OAIS Figure 4-10 (Java API)

The diagram below was composed from the output of the custom Java implementation model-transformation. Notice that all of the getter and setter methods implementing the corresponding interfaces are present. Notice also that private members for each of these properties are also now present, allowing generation of Java source code with initial code for getter and setter method bodies.

OAIS Figure 4-10 (Java Implementation)

Finally, compare these with the output from EA7’s pre-defined Java transformation.

OAIS Figure 4-10 (Java EA Default)

Discussion

In UML, each connector (link) can have a name, and both source and target roles for that connector can also have a name. However, in the OAIS information model, some links have a name, some don’t, and none of the links have role names. If role names are present, these can be used to give more sensible names to getter and setter methods and private members. However, without role names, the class name of the target type has to be used (e.g. getRepresentationInformation). This is fine when there is only one connector between any two classes, but where there is more than one connector between any two classes, role names are needed to disambiguate between them. Therefore, it is suggested that all connectors in the OAIS information model be given a link name, a source role name (if source is navigable) and a target role name (if target is navigable).

Notice that the class InformationObject has a method getRepresentationInformation():RepresentationInformation, due to the composition association between InformationObject and RepresentationInformation. Notice also that the class RepresentationInformation has a method getRepresentationInformations():java.util.Collection due to the recursive association on that class. The class diagrams in the OAIS information model do not specify that RepresentationInformation is a sub-class of InformationObject, hence this generalization is not present in the PIM used here. However, the text suggests such a generalization. If RepresentationInformation were a sub-class of InformationObject, then the class RepresentationInformation would end up with two methods, both getRepresentationInformation():RepresentationInformation (inherited) and getRepresentationInformations():java.util.Collection. This is due to the fact that the two “interpreted using” connectors have different multiplicities in OAIS. This creates an ambiguity, which would have to be resolved.

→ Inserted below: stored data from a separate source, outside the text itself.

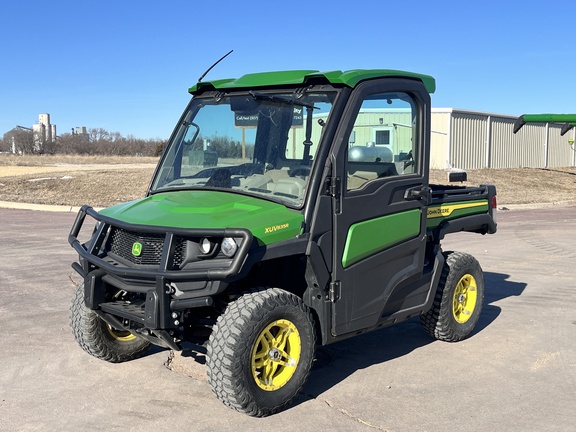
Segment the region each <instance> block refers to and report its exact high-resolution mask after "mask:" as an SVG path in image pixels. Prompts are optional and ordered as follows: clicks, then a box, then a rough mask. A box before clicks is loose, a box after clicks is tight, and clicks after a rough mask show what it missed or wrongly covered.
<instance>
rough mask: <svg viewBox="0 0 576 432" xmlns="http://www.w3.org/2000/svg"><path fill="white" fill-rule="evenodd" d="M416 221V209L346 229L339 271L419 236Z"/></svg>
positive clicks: (375, 220) (357, 223)
mask: <svg viewBox="0 0 576 432" xmlns="http://www.w3.org/2000/svg"><path fill="white" fill-rule="evenodd" d="M420 219H421V213H420V210H418V209H416V210H409V211H406V212H402V213H395V214H392V215H388V216H382V217H379V218H376V219H370V220H368V221H364V222H360V223H357V224H354V225H352V226H350V229H349V230H348V237H347V238H346V246H345V247H344V255H343V256H342V267H344V268H346V267H349V266H351V265H352V264H356V263H357V262H359V261H361V260H363V259H365V258H368V257H369V256H372V255H374V254H375V253H377V252H381V251H383V250H385V249H388V248H390V247H392V246H394V245H397V244H399V243H402V242H403V241H406V240H409V239H411V238H415V237H416V236H418V234H419V233H420Z"/></svg>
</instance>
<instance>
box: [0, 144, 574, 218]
mask: <svg viewBox="0 0 576 432" xmlns="http://www.w3.org/2000/svg"><path fill="white" fill-rule="evenodd" d="M157 161H158V159H157V158H139V157H96V156H94V157H91V156H65V155H64V156H13V155H0V201H12V202H23V203H34V204H56V205H68V206H79V205H82V204H90V205H92V206H95V207H106V206H110V205H113V204H117V203H119V202H123V201H128V200H132V199H137V198H140V197H142V196H143V195H144V193H145V191H146V188H147V186H148V182H149V181H150V178H151V176H152V173H153V171H154V166H155V164H156V162H157ZM446 178H447V174H446V172H444V171H439V170H433V171H432V172H431V173H430V181H431V182H432V183H446ZM468 179H469V181H468V182H467V183H466V184H468V185H479V184H484V183H488V184H494V185H496V188H497V191H498V203H499V205H500V206H503V205H510V204H534V203H576V168H553V169H552V168H551V169H535V168H518V169H483V170H471V171H468Z"/></svg>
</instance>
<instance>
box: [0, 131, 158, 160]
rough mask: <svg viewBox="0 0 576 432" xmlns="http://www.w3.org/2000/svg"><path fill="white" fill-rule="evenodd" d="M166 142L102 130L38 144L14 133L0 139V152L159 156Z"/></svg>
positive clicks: (22, 153)
mask: <svg viewBox="0 0 576 432" xmlns="http://www.w3.org/2000/svg"><path fill="white" fill-rule="evenodd" d="M164 147H166V140H160V139H141V138H136V137H134V136H133V135H128V136H126V137H125V136H122V135H121V134H120V133H119V132H109V131H107V130H105V129H102V128H94V129H88V133H85V134H73V133H65V134H62V135H59V136H58V137H57V139H56V140H55V141H52V142H39V141H38V139H37V137H35V136H34V133H33V132H32V131H31V130H26V129H14V130H12V131H10V132H7V133H6V134H4V137H3V138H2V139H0V151H2V152H13V151H15V152H16V153H19V154H78V155H98V156H100V155H112V156H159V155H161V154H162V151H163V150H164Z"/></svg>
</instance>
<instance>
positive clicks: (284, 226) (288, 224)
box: [264, 223, 290, 234]
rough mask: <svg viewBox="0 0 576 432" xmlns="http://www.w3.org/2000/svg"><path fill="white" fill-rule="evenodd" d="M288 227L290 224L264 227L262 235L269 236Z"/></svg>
mask: <svg viewBox="0 0 576 432" xmlns="http://www.w3.org/2000/svg"><path fill="white" fill-rule="evenodd" d="M288 227H290V224H287V223H286V224H282V225H274V226H271V227H266V228H264V234H271V233H273V232H276V231H281V230H284V229H286V228H288Z"/></svg>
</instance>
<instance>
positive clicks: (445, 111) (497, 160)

This is an example of the type of issue that can be revealed by an analysis of the output of a model-transformation on the OAIS information model as a PIM. It is expected that further analysis of other aspects of the transformation output will reveal similar issues with other classes. Therefore, it is recommended that further study be given to the model-transformation output generated using the transformations described here, and that this be fed back into further iterations of the OAIS information model.

Conclusions

There are potential issues with using the OAIS information model as-is as a platform-independent model in a model-driven design process. The output of model-transformations require inspection and refinement before being suitable for implementation in preservation systems. This is not necessarily a shortcoming of the OAIS information model, but does raise an important question: is the OAIS information model intended to serve as a genuine basis for the implementation of software, or is it merely intended as a guide to understanding?

Further study of the outputs of the model-transformations generated here is recommended. This study is likely to complement the findings of any attempt to re-engineer the OAIS information model as a a formal ontology, which has elsewhere revealed potential ambiguities and inconsistencies therein.